The COVID-19 pandemic caused an economic contraction and an increase in the unemployment rate unprecedented in Colombia’s history. At the time of its greatest impact, in April 2020, through the Economic Tracking Indicator (ISE in Spanish), the National Administrative Department of Statistics (DANE in Spanish) estimated that economic activity contracted at an annual 20.1% rate. It also reported that the unemployment rate reached 19.8% nationwide and 23.5% in the thirteen main cities. This happened in the context of a global economy strongly hit by the pandemic, a collapse in the prices of our exports, and enormous uncertainty about the country’s external financing sources. Thus, Banco de la República (the Central Bank of Colombia) faced the greatest challenge in almost one hundred years. The seriousness of this situation lay not only in the unusual magnitude of the shock, but also in the fact that it was unpredictable and challenging to manage due to its health rather than to its economic origin. At the same time, the strong disruptions produced by the shock in the financial markets threatened their proper functioning and the provision of credit at a time when the economy needed it most. The Board of Directors of Banco de la República (BDBR) recognized the exceptional nature of this crisis and the danger it represented for the country’s economic stability. Therefore, the BDBR decided to act quickly and forcefully to mitigate the economic effects of the shock, even amid the volatility and uncertainty generated by the arrival of the virus in the country. (See the Report of the Board of Directors to the Congress of Colombia - March 2021).

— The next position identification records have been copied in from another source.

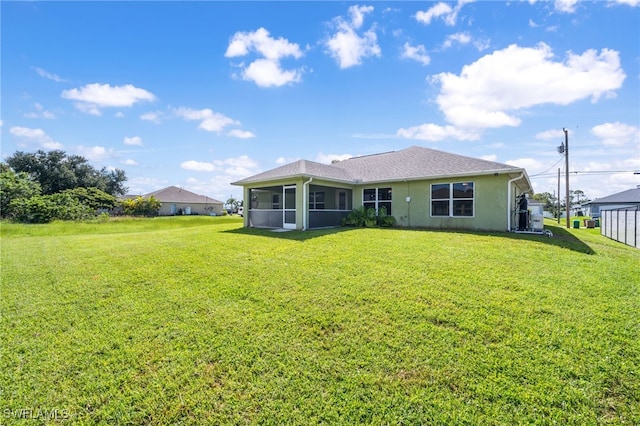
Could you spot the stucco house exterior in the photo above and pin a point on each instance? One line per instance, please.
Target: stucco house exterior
(624, 199)
(178, 201)
(420, 187)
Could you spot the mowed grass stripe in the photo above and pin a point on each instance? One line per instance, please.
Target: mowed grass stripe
(195, 320)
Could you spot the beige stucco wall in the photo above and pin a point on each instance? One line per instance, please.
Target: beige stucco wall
(196, 208)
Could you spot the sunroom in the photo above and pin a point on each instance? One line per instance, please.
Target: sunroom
(297, 205)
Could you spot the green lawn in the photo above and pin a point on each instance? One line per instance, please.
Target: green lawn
(195, 320)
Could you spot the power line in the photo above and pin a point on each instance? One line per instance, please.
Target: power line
(583, 173)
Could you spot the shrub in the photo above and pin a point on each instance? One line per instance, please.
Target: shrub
(367, 217)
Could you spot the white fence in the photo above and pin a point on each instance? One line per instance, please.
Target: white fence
(621, 225)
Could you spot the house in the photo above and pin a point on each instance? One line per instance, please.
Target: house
(628, 198)
(178, 201)
(420, 187)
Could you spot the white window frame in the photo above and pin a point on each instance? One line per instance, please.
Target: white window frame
(451, 199)
(377, 200)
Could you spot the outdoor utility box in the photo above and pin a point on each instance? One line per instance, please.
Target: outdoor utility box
(537, 222)
(536, 215)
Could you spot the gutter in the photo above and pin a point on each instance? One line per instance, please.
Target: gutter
(509, 199)
(305, 204)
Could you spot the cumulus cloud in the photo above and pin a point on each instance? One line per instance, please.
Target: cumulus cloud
(48, 75)
(92, 97)
(550, 135)
(442, 10)
(348, 47)
(266, 71)
(241, 134)
(153, 116)
(434, 133)
(197, 166)
(37, 136)
(40, 112)
(616, 134)
(134, 140)
(565, 6)
(417, 53)
(330, 158)
(95, 153)
(488, 92)
(210, 121)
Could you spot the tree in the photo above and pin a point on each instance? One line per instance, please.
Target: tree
(14, 186)
(141, 206)
(56, 171)
(549, 200)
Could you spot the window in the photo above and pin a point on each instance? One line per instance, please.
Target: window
(316, 201)
(376, 198)
(452, 199)
(342, 200)
(275, 201)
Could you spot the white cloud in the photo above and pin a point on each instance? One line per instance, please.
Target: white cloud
(40, 112)
(436, 11)
(632, 3)
(153, 116)
(616, 134)
(330, 158)
(552, 134)
(434, 133)
(242, 134)
(417, 53)
(242, 161)
(35, 135)
(565, 6)
(92, 97)
(346, 46)
(48, 75)
(95, 153)
(531, 165)
(448, 14)
(210, 121)
(266, 71)
(198, 166)
(488, 92)
(459, 38)
(135, 140)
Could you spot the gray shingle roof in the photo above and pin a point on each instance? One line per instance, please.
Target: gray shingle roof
(628, 196)
(173, 194)
(408, 164)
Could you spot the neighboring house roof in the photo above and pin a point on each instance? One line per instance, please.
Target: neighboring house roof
(628, 196)
(412, 163)
(173, 194)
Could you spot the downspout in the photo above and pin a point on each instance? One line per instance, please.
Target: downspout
(509, 200)
(305, 205)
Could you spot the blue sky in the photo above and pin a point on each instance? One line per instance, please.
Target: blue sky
(201, 94)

During the first stage, the Bank’s actions focused on three main objectives: i) to protect the payment system; ii) to stabilize the foreign exchange market and the public and private securities market; and iii) to ensure that credit continued flowing to the economy. To this end, it significantly increased the liquidity provision by increasing the amounts, counterparties, and eligible collateral of its Repo operations, the outright purchases of public and private securities, and the reduction of the legal bank reserves. It also carried out non-deliverable forward dollar sales and dollar swaps to increase hedging and provide dollar liquidity in order to reduce pressure on the foreign exchange market. On the other hand, it strengthened the country’s international liquidity position by purchasing foreign reserves and extending the Flexible Credit Line with the International Monetary Fund (IMF) to reduce uncertainty regarding its external financing and capacity to meet external payments.
In the second stage, the Central Bank focused on supporting the reactivation of economic activity. To this end, it reduced the policy interest rate by 250 basis points (bps) from an initial level of 4.25% in February to 1.75% in September 2020, placing it at an all-time low. In addition, reducing the average banking reserves from 7.0% to 5.0% permanently freed resources to the economy and strengthened incentives for financial intermediation.
Graph 1 exhibits that between February and December 2020, the monetary base increased to COP 31.1 trillion, equivalent to a nominal increase of 30.6%, and reflects an exceptional increase in the primary liquidity provided by the Central Bank. Among the sources of monetary expansion was the purchase of private debt securities and TES (bonds issued by the Colombian Government and managed by Banco de la República), which contributed to stabilizing these markets.
Graph 1. Sources of Expansion of Banco de la República’s Primary Issuance
(change between 29 February and 31 December 2020)
Source: Banco de la República.
The increase in peso liquidity quickly reduced the initial pressures on public debt markets. As shown in Graph 2, after registering a substantial increase, the TES interest rate declined to levels below those observed before the pandemic. On the other hand, the greater dollar liquidity and the foreign exchange hedging offered contributed to stabilizing the foreign exchange market, which was also helped by the recovery of oil prices and the confidence of economic agents in the support provided by the adequate level of foreign reserves.
Graph 2. Five-year peso TES zero-coupon rates
(change between 29 February and 31 December 2020)
Source: Electronic Trading System (SEN in Spanish). Calculations by Banco de la República.
In a context of ample liquidity, the 250 basis points (bps) cut in the policy interest rate was quickly transmitted to the financial system’s deposit and placement interest rates.
The stimulus offered by monetary policy and the National Government's transfers to entrepreneurs and consumers over the course of 2020 strengthened domestic demand, which was severely hit at the beginning of the pandemic. This policy response initially contributed to a recovery trend starting in the third quarter of 2020, as social distancing measures were relaxed (Graph 3). This trend was accentuated in the first quarter of 2021 when the economy grew by 1.1% and by 2.0%, if the figure is adjusted for calendar effects associated with the dates on which public holidays occurred each year. This result was above the expectations of independent analysts and the forecast of Banco de la República’s technical staff. The expansionary monetary policy implemented by Banco de la República has been a key element in inducing this economic recovery process, and in the absence of other shocks, it will continue to boost it in the remainder of 2021.
Graph 3. Quarterly Gross Domestic Product*
(levels and annual variation)
Source: DANE, calculations by Banco de la República
*Seasonally adjusted series and adjusted for calendar effects.